National Research Council of Canada. Information and Communication Technologies
CPES2016: Printable, Flexible, Wearable Electronics Symposium, April 19-20 2016, Sheridan College, Oakville, ON, Canada
One of the major limitations of printed electronics is the large variation in properties of components produced using printing techniques. These variations can be caused by a number of factors, including (but not limited to) ink formulation, press instability, drying conditions, device design and environmental conditions. Understanding and minimising these variations is a major step in the direction of mass produced printed electronics.

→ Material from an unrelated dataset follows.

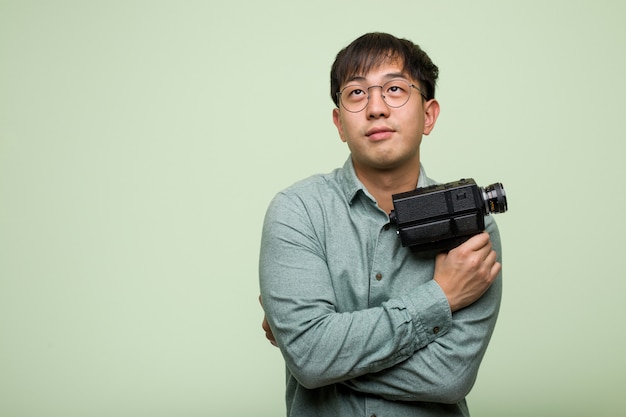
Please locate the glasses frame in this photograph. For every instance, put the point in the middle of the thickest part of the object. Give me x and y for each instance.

In this work we present a detailed analysis of variation in resistors printed on plastic films by flatbed screen printing. The study was performed as part of the production of multiplexed smart blister packs, which inherently required minimal variation in resistor properties. Firstly we present the results of an initial study into screen printed resistors. This study looked at the effect of resistor size, orientation and location upon the component resistance and variation. The second study was a detailed analysis of smart blister packages produced in a simulated production run of 119 devices. This study investigated the effects of alignment, resistor morphology and resistivity of components.
These studies found that they key contributors to resistance variation are screen cleanliness, ink properties and device design. Strategies to mitigate these issues will be presented. Reduced component variation will enable many more potential applications for printed electronics.